However I'm not writing this thread or those posts out of my own guilt or to condemn others, but to continue to try to become who I am called to be by our Lord by gently pointing out some widely accepted flaws.

http://www.glocktalk.com/forums/showthread.php?t=1137342

Within the wider context of parabolic teaching in Matthew 25.31-46, our Lord says

"Truly I tell you, just as you did it to one of the least of these who are members of my family, you did it to me . . . just as you did not do it to one of the least of these, you did not do it to me."

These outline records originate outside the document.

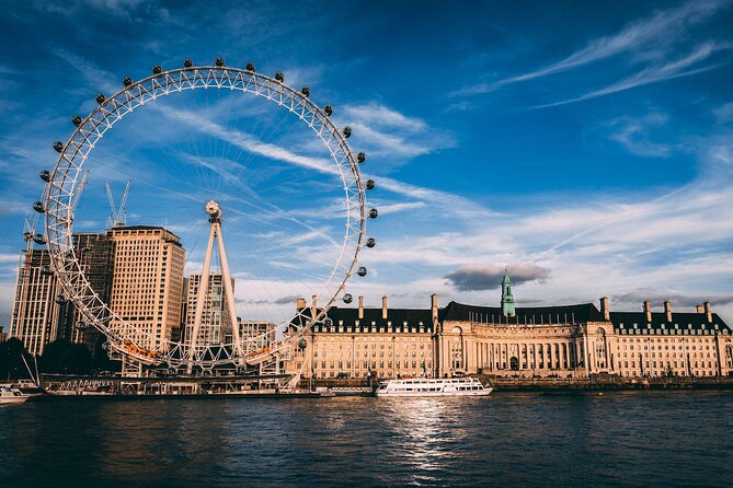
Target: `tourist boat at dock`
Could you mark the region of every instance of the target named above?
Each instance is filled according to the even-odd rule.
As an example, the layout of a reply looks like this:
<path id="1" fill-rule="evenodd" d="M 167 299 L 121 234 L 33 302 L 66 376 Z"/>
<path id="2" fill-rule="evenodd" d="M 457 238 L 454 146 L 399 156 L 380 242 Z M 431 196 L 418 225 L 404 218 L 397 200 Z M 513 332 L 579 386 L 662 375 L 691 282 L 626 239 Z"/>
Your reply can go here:
<path id="1" fill-rule="evenodd" d="M 0 385 L 0 405 L 22 404 L 30 398 L 13 385 Z"/>
<path id="2" fill-rule="evenodd" d="M 476 377 L 412 377 L 387 380 L 376 393 L 377 396 L 486 396 L 492 391 Z"/>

I don't think this is limited just to one-on-one actual interaction. I think we are ultimately responsible for our thoughts about others. For example, the "new law" in Christ isn't one of bodily adultery, but one of intellectual adultery. We can't be generally "good guys" and then mock obviously troubled people. Of course we aren't called to be doormats either. We are, however, called to be "pure of heart" and not just on certain days or when it suits us. Reconciling my work with my Christianity and my ministry has, at times, been tough. And that's putting it mildly. :faint: :crying:

I'd welcome thoughts and comments, and, of course, prayers!

Brown Hawk
10-28-2009, 15:31
You certainly don't ask the easy ones, do you?

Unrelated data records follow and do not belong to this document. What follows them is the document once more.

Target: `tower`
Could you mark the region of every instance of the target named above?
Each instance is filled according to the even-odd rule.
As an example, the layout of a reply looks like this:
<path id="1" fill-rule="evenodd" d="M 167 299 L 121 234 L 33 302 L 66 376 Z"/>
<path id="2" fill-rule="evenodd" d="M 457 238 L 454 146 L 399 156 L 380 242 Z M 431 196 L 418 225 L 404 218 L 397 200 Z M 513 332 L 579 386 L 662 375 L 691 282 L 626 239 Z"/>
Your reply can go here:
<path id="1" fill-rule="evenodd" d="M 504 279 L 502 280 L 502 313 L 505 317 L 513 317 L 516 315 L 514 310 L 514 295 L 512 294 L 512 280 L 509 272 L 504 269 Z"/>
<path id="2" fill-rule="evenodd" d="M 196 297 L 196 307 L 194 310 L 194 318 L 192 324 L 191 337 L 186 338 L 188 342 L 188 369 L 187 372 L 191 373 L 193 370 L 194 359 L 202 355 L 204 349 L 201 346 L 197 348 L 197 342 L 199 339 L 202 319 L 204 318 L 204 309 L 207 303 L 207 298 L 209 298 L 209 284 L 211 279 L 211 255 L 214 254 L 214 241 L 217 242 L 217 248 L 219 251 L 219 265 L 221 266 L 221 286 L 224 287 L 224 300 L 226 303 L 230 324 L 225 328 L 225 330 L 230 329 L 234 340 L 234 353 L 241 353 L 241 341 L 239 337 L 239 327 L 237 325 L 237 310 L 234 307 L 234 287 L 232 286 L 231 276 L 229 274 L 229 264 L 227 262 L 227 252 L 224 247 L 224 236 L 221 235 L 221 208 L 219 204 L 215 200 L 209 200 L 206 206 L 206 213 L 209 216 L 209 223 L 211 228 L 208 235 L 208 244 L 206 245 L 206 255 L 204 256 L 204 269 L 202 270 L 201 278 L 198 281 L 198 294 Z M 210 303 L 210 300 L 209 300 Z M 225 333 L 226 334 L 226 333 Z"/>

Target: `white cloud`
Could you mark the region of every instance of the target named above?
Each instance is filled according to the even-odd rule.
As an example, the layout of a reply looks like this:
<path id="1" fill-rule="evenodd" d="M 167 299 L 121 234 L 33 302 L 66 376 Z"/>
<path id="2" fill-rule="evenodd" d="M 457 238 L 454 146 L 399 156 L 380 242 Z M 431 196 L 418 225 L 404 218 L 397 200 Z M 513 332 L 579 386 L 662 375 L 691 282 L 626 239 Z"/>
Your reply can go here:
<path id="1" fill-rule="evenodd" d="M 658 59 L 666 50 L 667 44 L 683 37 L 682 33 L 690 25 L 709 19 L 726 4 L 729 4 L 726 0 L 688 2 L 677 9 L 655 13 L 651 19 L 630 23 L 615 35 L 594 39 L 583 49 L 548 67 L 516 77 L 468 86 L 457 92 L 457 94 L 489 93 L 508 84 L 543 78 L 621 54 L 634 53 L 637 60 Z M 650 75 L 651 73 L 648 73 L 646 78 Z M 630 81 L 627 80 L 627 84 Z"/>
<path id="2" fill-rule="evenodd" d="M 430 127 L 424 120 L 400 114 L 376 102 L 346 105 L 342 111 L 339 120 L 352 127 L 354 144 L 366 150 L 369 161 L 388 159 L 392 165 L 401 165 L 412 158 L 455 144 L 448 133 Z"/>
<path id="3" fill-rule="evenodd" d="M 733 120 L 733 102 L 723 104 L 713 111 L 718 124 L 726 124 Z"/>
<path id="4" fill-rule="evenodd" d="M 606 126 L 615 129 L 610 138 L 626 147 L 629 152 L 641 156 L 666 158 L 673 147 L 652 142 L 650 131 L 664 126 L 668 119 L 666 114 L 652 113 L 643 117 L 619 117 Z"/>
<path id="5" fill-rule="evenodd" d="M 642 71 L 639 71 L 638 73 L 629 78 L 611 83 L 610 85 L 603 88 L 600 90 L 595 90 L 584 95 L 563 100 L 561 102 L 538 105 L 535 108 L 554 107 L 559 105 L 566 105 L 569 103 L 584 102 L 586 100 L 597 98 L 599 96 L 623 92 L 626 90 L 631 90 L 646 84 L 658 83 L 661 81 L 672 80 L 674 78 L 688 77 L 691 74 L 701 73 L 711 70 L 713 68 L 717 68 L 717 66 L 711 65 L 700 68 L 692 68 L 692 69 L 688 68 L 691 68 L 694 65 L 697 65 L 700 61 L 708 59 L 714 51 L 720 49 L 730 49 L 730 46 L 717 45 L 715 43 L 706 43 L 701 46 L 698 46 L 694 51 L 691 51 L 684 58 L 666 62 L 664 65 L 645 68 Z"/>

The thread: We are supposed to have empathy for people who are hurting, but we are also supposed to hold them accountable for their actions and decisions.

I would suppose that most of the people on the thread would not respond that way if they were notifying the family. They wouldn't use those words or those attitudes.

In Cop Talk, they can let their hair down, give vent to their feelings, get it out of their systems, and thus go back and do a better job. Most of the real cops over there have seen enough, and this kind of thing generally sets off their "Somebody got what they deserved" feelings.

As christians, we're supposed to real the world, which means that we have to go out from our small group. To reach, we have to understand, and a lot of the comments are understandable in that context. They are being human, which Christ understands and forgives. So I probably wouldn't upbraid them for comments made among friends and fellow professionals. Also, remember that we can't hold sinners to Christ's standards.

As to how we as christians react? In that context (Cop Talk) maybe "Deserved for her actions, but I feel for her children right now, even if they might be better off without a drug addicted mother."

As for our personal feelings, God doesn't ask us to stop being human, so the natural reaction of "Another druggie gone through her own stupidity" is probably normal. BUT we're not supposed to dwell on it, in glee or any other mode. What we are supposed to THINK about is that the family needs prayers.

I think maybe you are also feeling guilty about having the same kind of feelings while being a christian. Again, you are human, and human reactions are still normal. It's what you do with them that counts.

The intellectual adultery is about dwelling on it, not having the temptations flash into your head. It's what you do with the thought after the temptations pop in that shows how you are growing.